Explanation of linear regressions with and without interactions. (A) A linear regression with two variables, age and genotype. The expression level of a hypothetical gene increases by the same amount as worms age, regardless of genotype. However, fog-2(lf) has higher expression of this gene than the wild type at all stages (blue arrow). (B) A linear regression with two variables and an interaction term. In this example, the expression level of this hypothetical gene is different between wild-type worms and fog-2(lf) (blue arrow). Although the expression level of this gene increases with age, the slope is different between wild type and fog-2(lf). The difference in the slope can be accounted for through an interaction coefficient (red arrow).

Figure 4

fog-2(lf) partially phenocopies early aging in C. elegans. The β on each axis is the regression coefficient from the GLM, and can be loosely interpreted as an estimator of the log-fold change. Loss of fog-2 is associated with a transcriptomic phenotype involving 1881 genes. 1040/1881 of these genes are also altered in wild-type worms as they progress from young adulthood to old adulthood, and 905 change in the same direction. However, progression from young to old adulthood in a fog-2(lf) background results in no change in the expression level of these genes. (A) We identified genes that change similarly during feminization and aging. The correlation between feminization and aging is almost 1:1. (B) Epistasis plot of aging vs. feminization. Epistasis plots indicate whether two genes (or perturbations) act on the same pathway. When two effects act on the same pathway, this is reflected by a slope of –0.5. The measured slope was –0.51 ± 0.01.

Figure 5

Phenotype and GO enrichment of genes involved in the female-like state. (A) Phenotype enrichment analysis. (B) Gene ontology enrichment analysis. Most of the terms enriched in PEA reflect the abundance of ribosomal subunits present in this gene set.

Figure 6

(A) A substrate-dependent model showing how fog-2 promotes sperm generation, whereas aging promotes sperm depletion, leading to entry into the female-like state. Such a model can explain why fog-2 and aging appear epistatic to each other. (B) The complete C. elegans life cycle.

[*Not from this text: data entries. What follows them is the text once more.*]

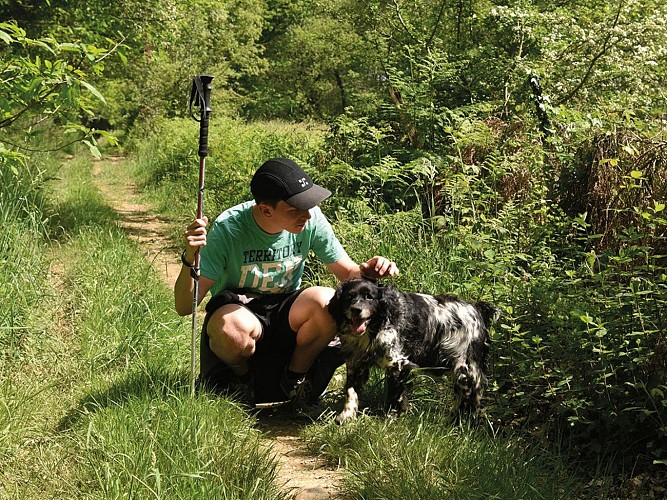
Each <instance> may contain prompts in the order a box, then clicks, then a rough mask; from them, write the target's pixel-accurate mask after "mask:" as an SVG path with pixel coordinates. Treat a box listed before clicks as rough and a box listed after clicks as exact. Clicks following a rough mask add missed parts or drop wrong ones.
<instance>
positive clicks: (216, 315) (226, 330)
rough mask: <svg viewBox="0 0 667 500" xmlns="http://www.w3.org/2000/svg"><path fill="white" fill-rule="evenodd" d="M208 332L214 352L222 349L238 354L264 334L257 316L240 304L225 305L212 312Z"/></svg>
mask: <svg viewBox="0 0 667 500" xmlns="http://www.w3.org/2000/svg"><path fill="white" fill-rule="evenodd" d="M206 333H207V334H208V336H209V344H210V346H211V349H212V350H213V351H214V352H216V351H217V352H219V351H220V350H224V351H226V352H227V353H228V354H231V355H236V354H239V353H241V352H243V351H244V350H245V349H247V346H248V344H249V343H254V342H256V341H257V340H258V339H259V337H260V336H261V334H262V327H261V324H260V323H259V321H258V320H257V318H256V317H255V316H254V315H253V314H252V313H251V312H250V311H248V310H247V309H245V308H244V307H240V306H234V305H231V306H223V307H221V308H220V309H218V310H217V311H215V312H214V313H213V314H211V316H210V318H209V320H208V323H207V327H206Z"/></svg>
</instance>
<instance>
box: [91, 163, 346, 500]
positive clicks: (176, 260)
mask: <svg viewBox="0 0 667 500" xmlns="http://www.w3.org/2000/svg"><path fill="white" fill-rule="evenodd" d="M120 162H122V158H120V157H110V158H108V159H106V160H102V161H98V162H96V163H95V166H94V169H93V180H94V182H95V185H96V186H97V188H98V189H99V190H100V192H101V193H102V194H103V195H104V197H105V199H107V200H108V202H109V204H111V206H112V207H113V208H114V210H116V212H118V214H119V215H120V225H121V227H123V228H124V229H125V230H126V231H127V232H128V234H129V235H130V237H131V238H133V239H135V240H136V241H138V242H139V244H140V245H141V247H142V248H143V249H144V250H145V252H146V258H147V259H149V260H150V261H151V262H153V264H154V265H155V267H156V268H157V270H158V271H159V273H160V276H161V277H162V278H163V279H164V281H165V282H166V283H167V284H168V285H169V287H173V285H174V282H175V281H176V278H177V277H178V273H179V272H180V269H181V263H180V257H179V255H180V250H181V249H180V248H174V246H173V245H172V243H171V241H169V239H168V237H167V234H168V230H169V227H168V223H167V221H166V220H165V219H163V218H161V217H159V216H158V215H156V214H155V213H153V212H152V211H151V208H150V207H149V206H148V205H146V204H144V203H141V202H140V201H139V195H138V193H137V189H136V186H135V185H134V184H133V183H131V182H129V181H127V182H125V181H118V180H117V179H118V178H119V177H117V176H115V175H114V171H115V170H116V169H117V168H118V166H119V165H120ZM258 418H259V419H260V420H259V422H258V424H259V428H260V429H261V430H262V431H263V432H264V433H265V435H266V441H267V444H268V445H269V446H271V447H272V449H273V451H274V453H275V455H276V458H277V460H278V462H279V466H280V467H279V481H280V482H281V483H284V484H285V490H286V492H289V493H292V494H294V496H295V499H296V500H324V499H336V498H341V496H340V493H339V487H338V485H339V484H340V480H341V477H342V473H341V472H340V471H339V470H336V469H332V468H330V467H328V466H326V464H325V463H324V462H323V461H322V460H321V459H319V458H317V457H315V456H313V455H311V454H309V453H308V452H307V451H306V448H305V444H304V442H303V440H302V439H301V438H300V437H299V430H300V427H301V425H302V424H299V423H298V422H294V421H291V420H289V419H286V418H285V417H282V416H279V415H273V416H264V417H262V416H260V417H258Z"/></svg>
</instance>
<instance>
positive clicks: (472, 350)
mask: <svg viewBox="0 0 667 500" xmlns="http://www.w3.org/2000/svg"><path fill="white" fill-rule="evenodd" d="M329 312H330V313H331V315H332V316H333V317H334V319H335V320H336V324H337V327H338V334H339V337H340V339H341V345H342V350H343V353H344V354H345V357H346V363H347V381H346V383H345V392H346V401H345V407H344V409H343V411H342V412H341V413H340V415H338V417H337V419H336V420H337V421H338V422H339V423H343V422H345V421H346V420H349V419H352V418H354V417H355V416H356V413H357V410H358V408H359V396H358V394H359V392H360V390H361V389H362V387H363V386H364V384H365V383H366V382H367V380H368V376H369V369H370V367H371V366H373V365H375V366H377V367H379V368H382V369H384V370H385V374H386V378H387V403H388V406H389V410H390V412H395V413H396V414H400V413H401V412H403V411H405V410H406V409H407V406H408V402H407V382H408V377H409V375H410V371H411V370H412V369H413V368H418V367H424V368H426V367H429V368H431V367H433V368H435V367H437V368H448V369H449V370H450V371H451V375H452V378H453V382H454V392H455V395H456V398H457V403H458V411H459V413H460V414H470V413H474V412H476V411H477V410H478V408H479V406H480V400H481V397H482V392H483V385H484V380H485V375H484V371H485V364H486V354H487V351H488V346H487V344H488V341H489V328H490V326H491V324H492V322H493V321H495V320H496V319H497V318H498V316H499V311H498V309H497V308H496V307H494V306H493V305H491V304H489V303H486V302H479V303H477V304H471V303H469V302H465V301H463V300H461V299H458V298H456V297H453V296H446V295H442V296H433V295H427V294H421V293H405V292H400V291H398V290H396V289H394V288H391V287H385V286H381V285H377V284H376V283H374V282H372V281H370V280H365V279H354V280H349V281H345V282H343V283H342V284H340V285H339V286H338V288H337V289H336V293H335V295H334V297H333V299H332V300H331V302H330V303H329Z"/></svg>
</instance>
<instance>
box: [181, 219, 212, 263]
mask: <svg viewBox="0 0 667 500" xmlns="http://www.w3.org/2000/svg"><path fill="white" fill-rule="evenodd" d="M207 224H208V217H206V216H203V217H202V218H201V219H195V220H194V221H193V222H192V223H191V224H190V225H189V226H188V227H187V228H186V229H185V233H184V235H183V236H184V240H185V259H186V260H187V261H188V262H194V260H195V253H196V252H197V250H199V249H200V248H201V247H203V246H205V245H206V225H207Z"/></svg>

Recognized stages of C. elegans are marked by black arrows. States are marked by red arrows to emphasize that at the end of a state, the worm returns to the developmental time point it was at before entering the state. The L2d state is an exception. It is the only stage that does not return to the same developmental time point; rather, the L2d state is a permissive state that allows entry into either dauer or the L3 stage. We have presented evidence of a female-like state in C. elegans. At this point, it is unclear whether the difference between hermaphrodites and females is reversible by males. Therefore, it remains unclear whether it is a stage or a true state.